Further, it should be appreciated that modules and/or other appropriate means for performing the methods and techniques described herein can be downloaded and/or otherwise obtained by a user terminal and/or base station as applicable. For example, such a device can be coupled to a server to facilitate the transfer of means for performing the methods described herein. Alternatively, various methods described herein can be provided via storage means (e.g., RAM, ROM, a physical storage medium such as a compact disc (CD) or floppy disk, etc.), such that a user terminal and/or base station can obtain the various methods upon coupling or providing the storage means to the device. Moreover, any other suitable technique for providing the methods and techniques described herein to a device can be utilized.

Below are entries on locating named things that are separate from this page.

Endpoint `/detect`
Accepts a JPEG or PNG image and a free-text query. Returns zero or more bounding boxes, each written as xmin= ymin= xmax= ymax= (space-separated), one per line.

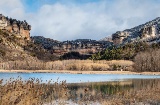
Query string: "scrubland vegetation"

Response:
xmin=133 ymin=49 xmax=160 ymax=72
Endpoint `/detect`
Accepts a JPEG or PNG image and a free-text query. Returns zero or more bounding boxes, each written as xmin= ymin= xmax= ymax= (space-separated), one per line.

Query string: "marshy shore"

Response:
xmin=0 ymin=70 xmax=160 ymax=75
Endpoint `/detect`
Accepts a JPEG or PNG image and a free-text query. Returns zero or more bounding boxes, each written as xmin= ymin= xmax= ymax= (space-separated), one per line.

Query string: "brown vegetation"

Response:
xmin=0 ymin=77 xmax=160 ymax=105
xmin=0 ymin=60 xmax=133 ymax=71
xmin=134 ymin=49 xmax=160 ymax=72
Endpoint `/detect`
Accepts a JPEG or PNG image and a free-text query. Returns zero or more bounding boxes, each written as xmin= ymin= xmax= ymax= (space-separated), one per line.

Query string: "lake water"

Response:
xmin=0 ymin=73 xmax=160 ymax=83
xmin=0 ymin=73 xmax=160 ymax=105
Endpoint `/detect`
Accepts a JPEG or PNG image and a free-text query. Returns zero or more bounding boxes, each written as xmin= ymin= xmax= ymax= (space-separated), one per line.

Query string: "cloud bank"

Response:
xmin=0 ymin=0 xmax=160 ymax=41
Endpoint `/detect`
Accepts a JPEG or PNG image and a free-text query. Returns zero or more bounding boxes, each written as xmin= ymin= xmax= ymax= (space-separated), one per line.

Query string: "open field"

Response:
xmin=0 ymin=60 xmax=133 ymax=71
xmin=0 ymin=77 xmax=160 ymax=105
xmin=0 ymin=70 xmax=160 ymax=75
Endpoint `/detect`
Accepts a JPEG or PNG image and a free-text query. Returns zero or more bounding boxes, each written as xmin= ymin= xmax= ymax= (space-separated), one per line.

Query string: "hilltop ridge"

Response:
xmin=107 ymin=17 xmax=160 ymax=45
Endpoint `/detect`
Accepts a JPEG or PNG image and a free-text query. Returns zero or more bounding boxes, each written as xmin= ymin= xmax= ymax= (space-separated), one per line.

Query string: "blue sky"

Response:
xmin=0 ymin=0 xmax=160 ymax=41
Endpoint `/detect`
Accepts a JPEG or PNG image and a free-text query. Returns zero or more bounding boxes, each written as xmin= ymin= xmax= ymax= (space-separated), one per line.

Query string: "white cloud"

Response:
xmin=0 ymin=0 xmax=160 ymax=40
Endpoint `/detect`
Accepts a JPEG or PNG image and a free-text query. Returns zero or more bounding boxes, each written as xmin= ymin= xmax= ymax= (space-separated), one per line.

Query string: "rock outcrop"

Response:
xmin=112 ymin=17 xmax=160 ymax=45
xmin=0 ymin=14 xmax=31 ymax=40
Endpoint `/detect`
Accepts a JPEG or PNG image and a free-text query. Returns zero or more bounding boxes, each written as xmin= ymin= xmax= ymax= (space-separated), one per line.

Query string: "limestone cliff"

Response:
xmin=109 ymin=17 xmax=160 ymax=45
xmin=0 ymin=14 xmax=31 ymax=40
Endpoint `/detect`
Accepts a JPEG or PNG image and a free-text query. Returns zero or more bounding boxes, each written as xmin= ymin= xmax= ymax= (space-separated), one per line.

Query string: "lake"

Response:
xmin=0 ymin=73 xmax=160 ymax=83
xmin=0 ymin=73 xmax=160 ymax=105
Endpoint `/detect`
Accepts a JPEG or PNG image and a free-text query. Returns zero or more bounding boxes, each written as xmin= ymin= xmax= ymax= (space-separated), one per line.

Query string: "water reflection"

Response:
xmin=68 ymin=79 xmax=160 ymax=101
xmin=0 ymin=77 xmax=160 ymax=105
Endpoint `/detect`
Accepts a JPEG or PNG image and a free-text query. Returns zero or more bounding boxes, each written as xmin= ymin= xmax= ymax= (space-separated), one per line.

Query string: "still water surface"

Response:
xmin=0 ymin=73 xmax=160 ymax=83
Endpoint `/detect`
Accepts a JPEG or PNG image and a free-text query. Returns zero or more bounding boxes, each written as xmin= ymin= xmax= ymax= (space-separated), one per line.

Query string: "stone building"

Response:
xmin=0 ymin=14 xmax=31 ymax=40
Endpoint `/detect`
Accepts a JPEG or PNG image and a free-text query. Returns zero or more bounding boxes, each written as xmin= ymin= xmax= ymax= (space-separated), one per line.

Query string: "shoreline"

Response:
xmin=0 ymin=70 xmax=160 ymax=75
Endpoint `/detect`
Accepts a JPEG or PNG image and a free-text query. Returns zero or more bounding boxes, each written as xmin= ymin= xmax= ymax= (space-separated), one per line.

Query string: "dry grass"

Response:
xmin=0 ymin=77 xmax=160 ymax=105
xmin=0 ymin=60 xmax=133 ymax=71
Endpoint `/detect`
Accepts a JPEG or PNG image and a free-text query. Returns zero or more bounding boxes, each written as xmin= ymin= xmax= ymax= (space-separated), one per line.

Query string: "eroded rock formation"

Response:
xmin=0 ymin=14 xmax=31 ymax=40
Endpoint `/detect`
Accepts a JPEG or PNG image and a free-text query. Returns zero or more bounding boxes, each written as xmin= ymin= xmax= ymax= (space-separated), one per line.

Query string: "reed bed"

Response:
xmin=0 ymin=60 xmax=133 ymax=71
xmin=0 ymin=77 xmax=160 ymax=105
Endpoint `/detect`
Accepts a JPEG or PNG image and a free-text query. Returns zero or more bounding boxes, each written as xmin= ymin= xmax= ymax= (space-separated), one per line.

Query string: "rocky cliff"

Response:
xmin=0 ymin=14 xmax=31 ymax=40
xmin=109 ymin=17 xmax=160 ymax=45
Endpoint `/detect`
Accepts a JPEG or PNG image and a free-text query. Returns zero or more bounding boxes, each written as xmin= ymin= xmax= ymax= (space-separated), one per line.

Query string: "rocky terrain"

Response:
xmin=0 ymin=14 xmax=58 ymax=62
xmin=108 ymin=17 xmax=160 ymax=45
xmin=0 ymin=14 xmax=160 ymax=61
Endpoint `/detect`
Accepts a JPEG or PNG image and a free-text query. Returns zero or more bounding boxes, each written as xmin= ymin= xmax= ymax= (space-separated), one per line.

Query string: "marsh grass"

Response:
xmin=0 ymin=60 xmax=133 ymax=71
xmin=0 ymin=77 xmax=160 ymax=105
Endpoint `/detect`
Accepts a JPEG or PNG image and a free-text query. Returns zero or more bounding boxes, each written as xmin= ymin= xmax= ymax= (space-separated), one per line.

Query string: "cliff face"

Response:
xmin=0 ymin=14 xmax=31 ymax=40
xmin=112 ymin=17 xmax=160 ymax=45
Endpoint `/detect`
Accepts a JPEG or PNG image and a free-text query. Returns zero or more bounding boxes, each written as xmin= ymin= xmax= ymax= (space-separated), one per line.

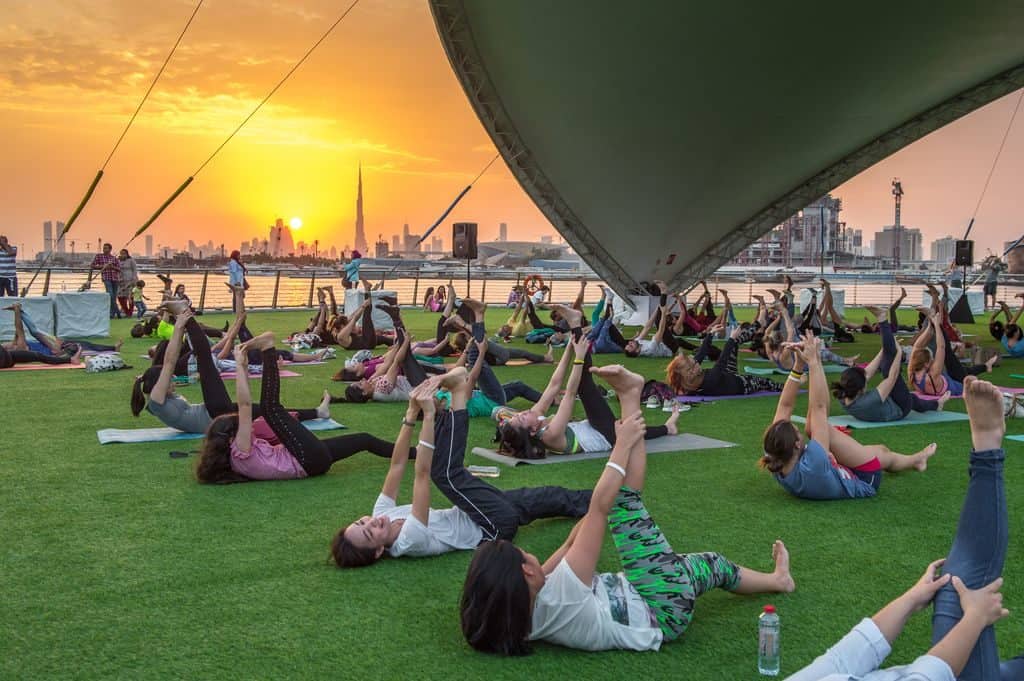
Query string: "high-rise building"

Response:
xmin=355 ymin=163 xmax=370 ymax=253
xmin=932 ymin=237 xmax=956 ymax=264
xmin=269 ymin=217 xmax=295 ymax=258
xmin=874 ymin=224 xmax=924 ymax=263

It is to be understood that the claims are not limited to the precise configuration and components illustrated above. Various modifications, changes and variations may be made in the arrangement, operation and details of the methods and apparatus described above without departing from the scope of the claims.

Claims

1. A method of wireless communication by a User Equipment (UE), comprising:

receiving downlink control information (DCI) scheduling a plurality of physical uplink shared channel (PUSCH) transmissions for corresponding transport blocks (TBs), wherein time domain resources are allocated for the plurality of PUSCH transmissions according to a Time Domain Resource Allocation (TDRA) pattern selected from a TDRA table designed for multi-PUSCH grants and the DCI comprises an indication of the TDRA pattern;

determining, based on the indication, the TDRA pattern from the TDRA table; and

determining, based on the determined TDRA pattern, the allocation of the time domain resources for the plurality of PUSCH transmissions.